You’re annoyed because they’re not really replaceable, and so it’s not really fair to expect him to replace them.

I get it, because I do the same, but DH and I have always been clear that if either of us buys hard to wash items then the person who buys it assumes full responsibility. And that includes not putting them in the usual laundry basket because I’m not willing to look through every item to check what’s delicate or not, the point of our laundry basket is it just all gets thrown in the wash (we have 4 baskets for coloured, dark, light and towels so it’s pre sorted).

I keep a separate wash bag of delicates that I was together when it gets full enough. I’d be annoyed if DH ruined them in the wash, but more so at myself.

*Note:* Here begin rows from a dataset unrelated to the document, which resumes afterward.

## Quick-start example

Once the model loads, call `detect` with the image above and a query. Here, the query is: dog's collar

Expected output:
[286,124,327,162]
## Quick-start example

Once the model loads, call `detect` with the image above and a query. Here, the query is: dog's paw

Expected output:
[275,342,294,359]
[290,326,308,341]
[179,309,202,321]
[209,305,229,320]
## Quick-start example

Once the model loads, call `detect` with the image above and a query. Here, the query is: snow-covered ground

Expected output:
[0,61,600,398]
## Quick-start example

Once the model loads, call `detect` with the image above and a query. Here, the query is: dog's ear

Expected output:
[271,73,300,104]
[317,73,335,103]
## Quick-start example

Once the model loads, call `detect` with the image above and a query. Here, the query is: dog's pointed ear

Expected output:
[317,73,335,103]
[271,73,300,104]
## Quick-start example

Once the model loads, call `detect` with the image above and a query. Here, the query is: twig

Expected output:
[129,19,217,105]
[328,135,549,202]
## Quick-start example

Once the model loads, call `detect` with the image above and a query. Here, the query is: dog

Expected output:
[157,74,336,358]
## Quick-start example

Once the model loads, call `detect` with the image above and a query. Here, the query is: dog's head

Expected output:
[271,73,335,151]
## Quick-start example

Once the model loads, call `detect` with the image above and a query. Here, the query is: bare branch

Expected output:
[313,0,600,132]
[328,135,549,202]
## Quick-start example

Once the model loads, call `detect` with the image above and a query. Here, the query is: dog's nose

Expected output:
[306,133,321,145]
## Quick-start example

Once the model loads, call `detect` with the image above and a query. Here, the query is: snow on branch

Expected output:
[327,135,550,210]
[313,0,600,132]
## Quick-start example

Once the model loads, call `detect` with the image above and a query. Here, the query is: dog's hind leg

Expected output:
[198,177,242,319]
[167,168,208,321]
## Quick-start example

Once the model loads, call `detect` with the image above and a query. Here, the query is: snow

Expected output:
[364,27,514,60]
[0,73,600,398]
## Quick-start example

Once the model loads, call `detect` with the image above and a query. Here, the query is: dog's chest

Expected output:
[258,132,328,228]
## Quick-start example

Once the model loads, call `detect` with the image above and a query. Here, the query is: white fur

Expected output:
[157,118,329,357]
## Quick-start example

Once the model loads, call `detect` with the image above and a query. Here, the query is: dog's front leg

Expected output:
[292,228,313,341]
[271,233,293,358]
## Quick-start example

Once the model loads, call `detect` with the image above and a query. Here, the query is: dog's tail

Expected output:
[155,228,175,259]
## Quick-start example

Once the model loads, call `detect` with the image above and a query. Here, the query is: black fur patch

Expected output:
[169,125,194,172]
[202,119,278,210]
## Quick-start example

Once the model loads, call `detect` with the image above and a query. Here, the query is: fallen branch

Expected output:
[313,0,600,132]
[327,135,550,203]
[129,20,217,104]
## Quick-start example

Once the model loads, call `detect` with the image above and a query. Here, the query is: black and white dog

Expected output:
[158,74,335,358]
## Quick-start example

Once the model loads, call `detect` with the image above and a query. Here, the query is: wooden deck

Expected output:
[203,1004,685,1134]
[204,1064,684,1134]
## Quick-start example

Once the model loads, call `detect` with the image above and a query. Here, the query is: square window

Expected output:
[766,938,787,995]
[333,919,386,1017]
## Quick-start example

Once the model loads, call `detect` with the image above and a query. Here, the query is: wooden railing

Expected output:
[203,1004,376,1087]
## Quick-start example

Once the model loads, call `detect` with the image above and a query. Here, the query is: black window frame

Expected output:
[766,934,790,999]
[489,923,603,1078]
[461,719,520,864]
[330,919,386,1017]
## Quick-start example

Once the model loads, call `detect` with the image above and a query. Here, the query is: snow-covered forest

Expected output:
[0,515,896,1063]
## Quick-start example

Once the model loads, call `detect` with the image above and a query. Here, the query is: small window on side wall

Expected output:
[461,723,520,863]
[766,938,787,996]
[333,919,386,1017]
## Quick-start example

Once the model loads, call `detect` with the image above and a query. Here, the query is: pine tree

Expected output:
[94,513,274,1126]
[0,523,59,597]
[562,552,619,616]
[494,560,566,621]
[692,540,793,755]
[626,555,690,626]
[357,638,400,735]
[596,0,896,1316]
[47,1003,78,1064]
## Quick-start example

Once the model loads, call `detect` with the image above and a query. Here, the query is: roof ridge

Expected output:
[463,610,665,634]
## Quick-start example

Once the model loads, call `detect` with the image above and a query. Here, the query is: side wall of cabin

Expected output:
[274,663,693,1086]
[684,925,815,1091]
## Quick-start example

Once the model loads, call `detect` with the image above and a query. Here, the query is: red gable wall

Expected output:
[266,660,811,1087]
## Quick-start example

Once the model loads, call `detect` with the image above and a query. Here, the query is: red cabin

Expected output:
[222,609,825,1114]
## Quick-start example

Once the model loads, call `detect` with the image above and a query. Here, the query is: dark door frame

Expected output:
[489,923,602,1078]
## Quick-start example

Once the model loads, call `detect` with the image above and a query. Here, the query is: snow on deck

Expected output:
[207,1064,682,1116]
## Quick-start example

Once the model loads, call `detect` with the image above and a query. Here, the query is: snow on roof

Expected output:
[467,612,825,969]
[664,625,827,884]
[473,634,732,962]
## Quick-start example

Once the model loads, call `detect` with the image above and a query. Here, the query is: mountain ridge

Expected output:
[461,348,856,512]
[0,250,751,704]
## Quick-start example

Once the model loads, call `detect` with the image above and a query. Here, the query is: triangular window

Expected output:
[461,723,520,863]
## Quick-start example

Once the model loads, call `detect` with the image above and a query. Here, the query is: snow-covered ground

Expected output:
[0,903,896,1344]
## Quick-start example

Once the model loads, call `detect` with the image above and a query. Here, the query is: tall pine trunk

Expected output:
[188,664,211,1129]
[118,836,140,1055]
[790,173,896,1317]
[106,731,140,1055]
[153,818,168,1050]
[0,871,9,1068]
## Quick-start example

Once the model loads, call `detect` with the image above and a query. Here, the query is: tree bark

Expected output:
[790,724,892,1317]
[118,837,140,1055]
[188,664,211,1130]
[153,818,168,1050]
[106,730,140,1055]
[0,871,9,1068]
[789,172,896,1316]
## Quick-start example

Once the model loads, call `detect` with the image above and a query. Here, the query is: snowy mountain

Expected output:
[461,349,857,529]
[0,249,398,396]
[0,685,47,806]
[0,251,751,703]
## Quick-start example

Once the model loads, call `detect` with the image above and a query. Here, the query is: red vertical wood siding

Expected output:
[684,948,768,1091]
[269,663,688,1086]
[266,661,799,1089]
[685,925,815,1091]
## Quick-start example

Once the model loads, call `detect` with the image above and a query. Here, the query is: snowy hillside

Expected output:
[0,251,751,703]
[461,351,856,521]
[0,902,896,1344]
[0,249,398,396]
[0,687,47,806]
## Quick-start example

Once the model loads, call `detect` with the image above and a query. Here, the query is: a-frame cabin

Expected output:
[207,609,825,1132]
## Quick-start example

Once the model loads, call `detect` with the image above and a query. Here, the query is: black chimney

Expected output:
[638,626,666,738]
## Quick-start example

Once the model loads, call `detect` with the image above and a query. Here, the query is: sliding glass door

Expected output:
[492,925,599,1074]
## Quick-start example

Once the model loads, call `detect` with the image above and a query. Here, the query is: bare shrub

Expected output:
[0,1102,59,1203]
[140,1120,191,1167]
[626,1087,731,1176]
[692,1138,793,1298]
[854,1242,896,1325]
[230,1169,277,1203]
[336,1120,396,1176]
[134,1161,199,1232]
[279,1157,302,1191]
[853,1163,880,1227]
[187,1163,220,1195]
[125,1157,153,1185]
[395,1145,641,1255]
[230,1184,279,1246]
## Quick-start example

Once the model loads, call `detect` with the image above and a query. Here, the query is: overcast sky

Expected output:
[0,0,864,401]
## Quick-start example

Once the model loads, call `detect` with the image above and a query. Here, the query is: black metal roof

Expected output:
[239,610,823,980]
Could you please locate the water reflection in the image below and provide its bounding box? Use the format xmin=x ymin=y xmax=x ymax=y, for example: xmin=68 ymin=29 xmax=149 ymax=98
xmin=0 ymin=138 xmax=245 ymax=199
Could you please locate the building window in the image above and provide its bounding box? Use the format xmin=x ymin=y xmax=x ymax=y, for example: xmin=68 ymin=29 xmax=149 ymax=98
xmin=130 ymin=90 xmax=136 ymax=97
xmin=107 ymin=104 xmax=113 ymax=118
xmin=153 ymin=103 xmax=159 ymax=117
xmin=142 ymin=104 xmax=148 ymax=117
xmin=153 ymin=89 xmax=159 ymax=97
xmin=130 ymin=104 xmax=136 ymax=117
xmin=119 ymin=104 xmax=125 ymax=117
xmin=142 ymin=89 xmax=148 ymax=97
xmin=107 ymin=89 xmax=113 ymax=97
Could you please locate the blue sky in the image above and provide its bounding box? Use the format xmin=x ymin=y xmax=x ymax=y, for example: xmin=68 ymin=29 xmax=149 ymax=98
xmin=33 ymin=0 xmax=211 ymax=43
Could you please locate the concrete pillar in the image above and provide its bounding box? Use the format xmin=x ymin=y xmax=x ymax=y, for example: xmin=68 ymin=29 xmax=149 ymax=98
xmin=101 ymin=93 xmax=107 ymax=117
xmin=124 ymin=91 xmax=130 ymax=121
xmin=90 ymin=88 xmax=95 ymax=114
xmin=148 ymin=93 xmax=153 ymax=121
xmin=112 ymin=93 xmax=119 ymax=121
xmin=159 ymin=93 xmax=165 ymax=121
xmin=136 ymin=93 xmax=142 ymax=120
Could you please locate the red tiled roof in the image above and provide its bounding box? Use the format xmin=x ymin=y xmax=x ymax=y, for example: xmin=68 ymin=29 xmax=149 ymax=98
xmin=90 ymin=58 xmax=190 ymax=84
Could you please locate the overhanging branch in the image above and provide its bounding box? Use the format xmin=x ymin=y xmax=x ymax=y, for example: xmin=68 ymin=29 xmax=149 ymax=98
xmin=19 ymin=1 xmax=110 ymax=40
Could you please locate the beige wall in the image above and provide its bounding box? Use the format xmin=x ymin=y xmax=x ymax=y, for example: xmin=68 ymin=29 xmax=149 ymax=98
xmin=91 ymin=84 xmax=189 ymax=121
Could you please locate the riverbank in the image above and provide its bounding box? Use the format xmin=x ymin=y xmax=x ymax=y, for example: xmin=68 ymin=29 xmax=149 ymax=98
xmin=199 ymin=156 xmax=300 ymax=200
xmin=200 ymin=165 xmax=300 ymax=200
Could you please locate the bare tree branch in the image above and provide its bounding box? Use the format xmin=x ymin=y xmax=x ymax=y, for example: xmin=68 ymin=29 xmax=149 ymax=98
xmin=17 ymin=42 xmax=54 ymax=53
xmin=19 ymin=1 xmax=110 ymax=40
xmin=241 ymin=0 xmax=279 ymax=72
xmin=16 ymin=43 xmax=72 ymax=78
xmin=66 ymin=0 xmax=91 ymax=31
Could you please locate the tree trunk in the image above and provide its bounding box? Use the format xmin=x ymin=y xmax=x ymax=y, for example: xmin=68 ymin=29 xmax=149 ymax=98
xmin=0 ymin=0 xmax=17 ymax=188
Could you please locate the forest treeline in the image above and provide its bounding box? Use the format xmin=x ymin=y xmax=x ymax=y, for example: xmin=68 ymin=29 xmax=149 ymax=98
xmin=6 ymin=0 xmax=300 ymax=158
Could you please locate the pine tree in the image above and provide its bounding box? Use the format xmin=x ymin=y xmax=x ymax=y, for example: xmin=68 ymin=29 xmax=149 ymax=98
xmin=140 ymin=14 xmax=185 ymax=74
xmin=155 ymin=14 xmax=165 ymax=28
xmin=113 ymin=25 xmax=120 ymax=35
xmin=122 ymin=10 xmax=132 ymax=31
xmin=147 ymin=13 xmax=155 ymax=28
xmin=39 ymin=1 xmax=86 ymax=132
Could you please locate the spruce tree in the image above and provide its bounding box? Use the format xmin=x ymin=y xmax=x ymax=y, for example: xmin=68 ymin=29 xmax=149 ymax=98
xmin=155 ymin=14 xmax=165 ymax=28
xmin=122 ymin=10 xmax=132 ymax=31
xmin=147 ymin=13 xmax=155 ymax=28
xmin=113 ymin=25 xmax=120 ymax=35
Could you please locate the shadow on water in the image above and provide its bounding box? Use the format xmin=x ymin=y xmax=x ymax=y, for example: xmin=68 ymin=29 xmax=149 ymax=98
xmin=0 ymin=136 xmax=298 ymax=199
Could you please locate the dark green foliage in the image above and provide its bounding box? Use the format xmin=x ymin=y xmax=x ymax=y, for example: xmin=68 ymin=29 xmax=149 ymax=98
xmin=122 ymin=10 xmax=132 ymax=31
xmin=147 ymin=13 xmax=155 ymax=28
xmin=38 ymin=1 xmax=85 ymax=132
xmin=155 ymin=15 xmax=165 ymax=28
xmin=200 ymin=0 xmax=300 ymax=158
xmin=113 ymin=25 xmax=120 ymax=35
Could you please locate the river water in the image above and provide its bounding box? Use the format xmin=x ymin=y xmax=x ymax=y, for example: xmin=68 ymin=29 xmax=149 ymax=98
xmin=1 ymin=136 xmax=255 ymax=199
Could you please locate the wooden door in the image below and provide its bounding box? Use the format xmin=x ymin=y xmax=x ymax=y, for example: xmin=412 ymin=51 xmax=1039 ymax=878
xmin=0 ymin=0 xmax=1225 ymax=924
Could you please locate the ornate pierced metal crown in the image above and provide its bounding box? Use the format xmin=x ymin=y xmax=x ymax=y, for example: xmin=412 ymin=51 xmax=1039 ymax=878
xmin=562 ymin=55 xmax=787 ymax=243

If he washed my delicates load inappropriately then I’d be livid at him, but he wouldn’t do that, it’s not his job or responsibility. His delicates are all dry clean only, so he also keeps those separate and takes them to the dry cleaner as required.

Blondeshavemorefun · 30/03/2026 12:56

Seperate washing baskets and also seperate private own spending accounts that both have same amount each month

he saves and buys you a new one out of his money

I get why you don’t want your money paying for it out of joint account as it’s not him personally paying for it

2026tricks · 30/03/2026 12:57

I think you were mad to have just thrown it in the laundry given his form. I know you warned him but I wouldn’t have risked it.

Suggesting he goes to TK Max and tries to find a replacement is just punishing him. He looked online, he found a replacement, you declined to spend that much.